蜘蛛ノ糸
「こんにちは。アケルさんと同じクラスの、市川です」
「まあ! アケルがよく話してたわ。あなたが市川くんだったのね!」
「僕、しばらく学校を休んでいたので、久しぶりに学校に来たらアケルさんが居なくて、その……」
母は寂しげな微笑みを浮かべた。
「そうだったの……。立ち話もなんだし、よかったら上がってちょうだい」
『ちょっと! お母さんっ!? 何で家に上げるの!?』
「聞こえてないって」
小さな声で市川が、私にそう言った。
母は市川の前に、氷をたっぷり入れた麦茶を差し出した。
私は市川と2人でソファーに座っているのに、テーブルを越えて向い側に座った母の目には、彼しか映っていないのだろう。
少し、寂しいと思った。
「アケルったら、家に帰ってきたら友達の話ばっかり。
女の子は何度か遊びに来たけど、男の子は連れてこなかったから、何だか嬉しいわ」
母はクスクス笑った。
「もしかしてアケルの彼氏?」
なんて冗談を言うのは、母の悪い癖だ。
「あ、いえ。
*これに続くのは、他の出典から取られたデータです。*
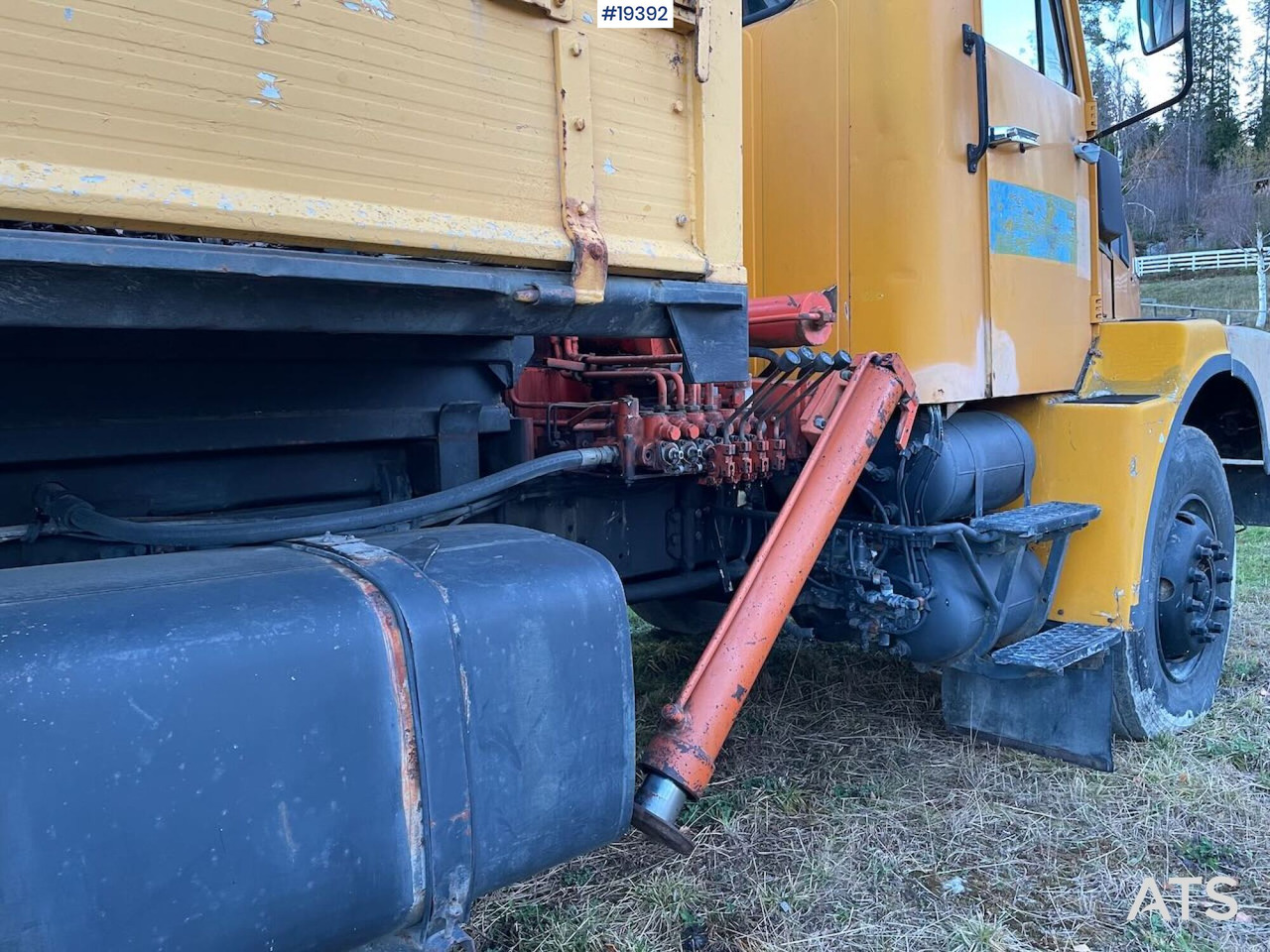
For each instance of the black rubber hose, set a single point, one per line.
(73, 515)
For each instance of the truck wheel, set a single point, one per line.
(1167, 669)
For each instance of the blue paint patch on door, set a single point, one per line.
(1030, 223)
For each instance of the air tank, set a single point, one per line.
(955, 616)
(982, 463)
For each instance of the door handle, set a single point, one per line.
(1012, 135)
(974, 45)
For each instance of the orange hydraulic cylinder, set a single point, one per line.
(790, 320)
(695, 728)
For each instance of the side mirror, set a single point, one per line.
(1162, 23)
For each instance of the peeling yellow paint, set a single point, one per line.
(411, 126)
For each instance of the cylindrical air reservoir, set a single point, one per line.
(984, 456)
(956, 611)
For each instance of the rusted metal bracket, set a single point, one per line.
(702, 41)
(694, 17)
(556, 9)
(578, 167)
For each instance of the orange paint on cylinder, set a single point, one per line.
(695, 728)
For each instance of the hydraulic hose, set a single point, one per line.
(72, 515)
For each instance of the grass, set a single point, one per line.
(1234, 290)
(846, 816)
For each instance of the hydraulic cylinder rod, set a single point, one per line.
(680, 760)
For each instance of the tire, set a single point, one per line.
(1166, 671)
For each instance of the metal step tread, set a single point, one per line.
(1040, 520)
(1058, 648)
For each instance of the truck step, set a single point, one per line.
(1034, 522)
(1060, 648)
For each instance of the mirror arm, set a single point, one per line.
(1191, 80)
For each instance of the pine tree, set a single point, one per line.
(1259, 79)
(1211, 108)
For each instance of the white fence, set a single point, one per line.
(1196, 262)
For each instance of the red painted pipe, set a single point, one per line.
(790, 320)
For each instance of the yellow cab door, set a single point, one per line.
(1037, 189)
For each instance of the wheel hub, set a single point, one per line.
(1192, 612)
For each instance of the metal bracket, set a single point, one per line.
(578, 167)
(556, 9)
(457, 443)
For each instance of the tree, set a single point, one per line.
(1259, 79)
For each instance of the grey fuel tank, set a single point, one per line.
(305, 746)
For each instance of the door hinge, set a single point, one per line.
(576, 159)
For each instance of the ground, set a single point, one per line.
(846, 816)
(1234, 290)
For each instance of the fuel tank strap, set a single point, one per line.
(441, 706)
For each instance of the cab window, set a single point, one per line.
(1030, 31)
(756, 10)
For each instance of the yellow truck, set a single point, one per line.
(366, 359)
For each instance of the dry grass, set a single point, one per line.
(1236, 290)
(844, 812)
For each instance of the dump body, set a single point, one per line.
(425, 127)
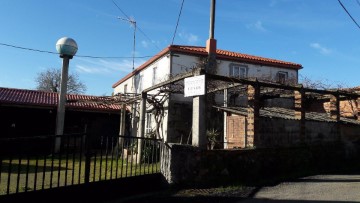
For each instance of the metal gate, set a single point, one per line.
(32, 164)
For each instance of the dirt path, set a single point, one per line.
(320, 188)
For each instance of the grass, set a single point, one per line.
(50, 172)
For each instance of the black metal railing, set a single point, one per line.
(31, 163)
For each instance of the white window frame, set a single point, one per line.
(148, 126)
(238, 71)
(125, 88)
(282, 77)
(154, 75)
(139, 82)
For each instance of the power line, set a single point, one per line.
(177, 23)
(358, 2)
(82, 56)
(28, 49)
(349, 14)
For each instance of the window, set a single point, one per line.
(238, 71)
(154, 75)
(125, 89)
(138, 83)
(282, 77)
(148, 128)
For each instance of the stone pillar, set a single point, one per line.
(299, 97)
(334, 107)
(253, 111)
(199, 122)
(122, 124)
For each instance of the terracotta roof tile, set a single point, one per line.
(14, 96)
(221, 54)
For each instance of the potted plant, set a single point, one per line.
(212, 136)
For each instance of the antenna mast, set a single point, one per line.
(133, 23)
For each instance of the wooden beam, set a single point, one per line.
(172, 80)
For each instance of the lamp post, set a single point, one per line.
(67, 48)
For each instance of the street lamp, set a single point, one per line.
(67, 48)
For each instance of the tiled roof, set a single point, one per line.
(289, 114)
(11, 96)
(220, 54)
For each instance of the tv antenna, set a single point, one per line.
(133, 23)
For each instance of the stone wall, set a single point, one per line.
(188, 165)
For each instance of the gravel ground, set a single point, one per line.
(319, 188)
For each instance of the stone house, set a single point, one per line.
(177, 59)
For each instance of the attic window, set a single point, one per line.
(238, 71)
(282, 77)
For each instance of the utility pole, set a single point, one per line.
(199, 138)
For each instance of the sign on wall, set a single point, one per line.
(194, 86)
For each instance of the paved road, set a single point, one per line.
(320, 188)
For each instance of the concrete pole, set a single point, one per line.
(142, 125)
(122, 124)
(60, 116)
(225, 117)
(199, 138)
(122, 120)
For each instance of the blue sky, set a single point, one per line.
(317, 34)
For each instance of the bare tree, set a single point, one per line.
(50, 79)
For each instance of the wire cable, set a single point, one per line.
(82, 56)
(349, 14)
(138, 28)
(28, 49)
(177, 23)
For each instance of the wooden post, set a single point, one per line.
(253, 111)
(299, 97)
(358, 108)
(335, 107)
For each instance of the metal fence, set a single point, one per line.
(31, 163)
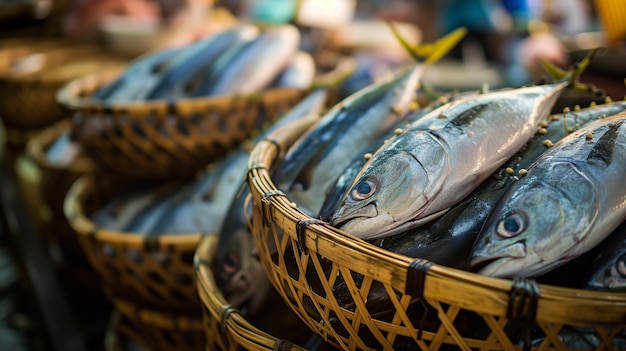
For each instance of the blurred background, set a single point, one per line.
(503, 47)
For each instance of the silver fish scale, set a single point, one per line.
(445, 155)
(571, 199)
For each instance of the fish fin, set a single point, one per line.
(430, 52)
(430, 92)
(604, 148)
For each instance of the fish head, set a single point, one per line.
(538, 224)
(387, 191)
(610, 276)
(240, 274)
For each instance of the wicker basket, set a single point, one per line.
(155, 330)
(55, 181)
(224, 327)
(29, 99)
(150, 272)
(431, 307)
(157, 139)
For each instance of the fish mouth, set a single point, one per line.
(502, 265)
(341, 220)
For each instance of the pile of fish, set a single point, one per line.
(239, 60)
(312, 164)
(497, 182)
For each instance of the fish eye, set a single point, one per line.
(511, 224)
(363, 189)
(620, 265)
(231, 264)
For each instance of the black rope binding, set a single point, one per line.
(282, 345)
(265, 202)
(415, 279)
(224, 314)
(301, 231)
(522, 308)
(273, 142)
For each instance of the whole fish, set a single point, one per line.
(239, 275)
(609, 266)
(334, 194)
(438, 160)
(298, 73)
(313, 164)
(448, 239)
(257, 64)
(202, 207)
(315, 161)
(139, 77)
(570, 200)
(118, 213)
(176, 81)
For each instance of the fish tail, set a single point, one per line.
(344, 69)
(430, 52)
(572, 76)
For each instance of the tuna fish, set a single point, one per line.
(570, 200)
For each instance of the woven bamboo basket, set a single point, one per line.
(431, 307)
(150, 272)
(224, 327)
(153, 330)
(29, 96)
(55, 181)
(160, 139)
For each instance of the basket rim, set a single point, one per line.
(154, 317)
(323, 239)
(214, 300)
(65, 49)
(37, 145)
(68, 95)
(83, 226)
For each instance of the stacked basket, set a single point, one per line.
(430, 307)
(31, 72)
(223, 326)
(150, 280)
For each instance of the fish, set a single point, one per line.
(256, 65)
(333, 196)
(435, 162)
(316, 160)
(202, 206)
(119, 212)
(568, 202)
(139, 77)
(238, 273)
(448, 240)
(299, 72)
(608, 272)
(176, 80)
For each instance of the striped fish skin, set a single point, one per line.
(239, 275)
(570, 200)
(258, 63)
(139, 77)
(317, 159)
(609, 266)
(448, 239)
(196, 57)
(438, 160)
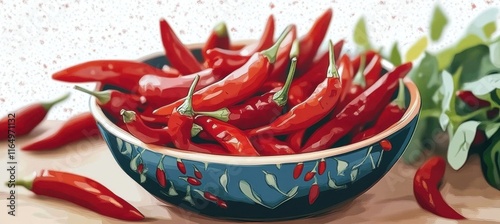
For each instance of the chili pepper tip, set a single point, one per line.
(128, 116)
(49, 104)
(102, 96)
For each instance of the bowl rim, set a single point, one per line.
(412, 111)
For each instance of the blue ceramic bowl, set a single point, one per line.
(259, 188)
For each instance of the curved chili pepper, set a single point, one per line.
(271, 147)
(391, 114)
(311, 41)
(426, 190)
(82, 191)
(230, 137)
(359, 111)
(76, 128)
(180, 126)
(163, 90)
(179, 56)
(219, 38)
(141, 131)
(313, 109)
(238, 85)
(226, 61)
(27, 118)
(305, 82)
(112, 101)
(256, 111)
(119, 73)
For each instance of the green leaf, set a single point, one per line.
(395, 56)
(361, 35)
(458, 149)
(484, 85)
(489, 29)
(495, 53)
(416, 50)
(490, 161)
(438, 23)
(447, 90)
(484, 19)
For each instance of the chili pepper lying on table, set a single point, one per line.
(312, 110)
(238, 85)
(302, 87)
(389, 116)
(219, 38)
(119, 73)
(426, 188)
(25, 119)
(256, 111)
(179, 56)
(82, 191)
(359, 111)
(75, 128)
(226, 61)
(235, 141)
(180, 126)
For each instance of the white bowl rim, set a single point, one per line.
(411, 112)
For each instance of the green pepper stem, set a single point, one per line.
(50, 104)
(281, 97)
(332, 71)
(186, 108)
(272, 52)
(221, 29)
(400, 100)
(128, 116)
(220, 114)
(359, 79)
(295, 49)
(102, 96)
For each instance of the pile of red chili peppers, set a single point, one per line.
(273, 97)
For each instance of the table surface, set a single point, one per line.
(389, 201)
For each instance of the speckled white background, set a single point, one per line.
(41, 37)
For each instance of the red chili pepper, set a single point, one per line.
(305, 82)
(222, 203)
(148, 135)
(226, 61)
(209, 196)
(391, 114)
(179, 56)
(163, 90)
(197, 173)
(161, 177)
(386, 145)
(310, 42)
(426, 190)
(76, 128)
(113, 101)
(230, 137)
(180, 166)
(82, 191)
(271, 146)
(313, 192)
(359, 111)
(119, 73)
(256, 111)
(297, 171)
(238, 85)
(219, 38)
(191, 180)
(24, 120)
(471, 100)
(310, 111)
(321, 167)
残念ながら」
市川は笑顔で流してくれたけど、私は恥ずかしくて居た堪れなかった。
『とんでもないよ、お母さん!』
「そうよねー、アケルにボーイフレンドなんかできっこないわね。頭も悪いしガサツだし!」
もちろん、私の声に返事をしたわけじゃない。
「でもねえ、いつか奇跡的に彼氏ができて、結婚して……私がおばあちゃんになる日が来ると思ってた。まだ未来のある子だったのに──」
母はもう落ち込んではいなかった。
良き日々の思い出を語る眼差しで、グラスの中の氷を見つめている。
「まさか、交通事故なんかで寝たきりになっちゃうなんて……」
「寝たきり……!?」
『寝たきりー!?』
私たちが同時に聞き返すと母は目を丸くし、しかしすぐに微笑んだ。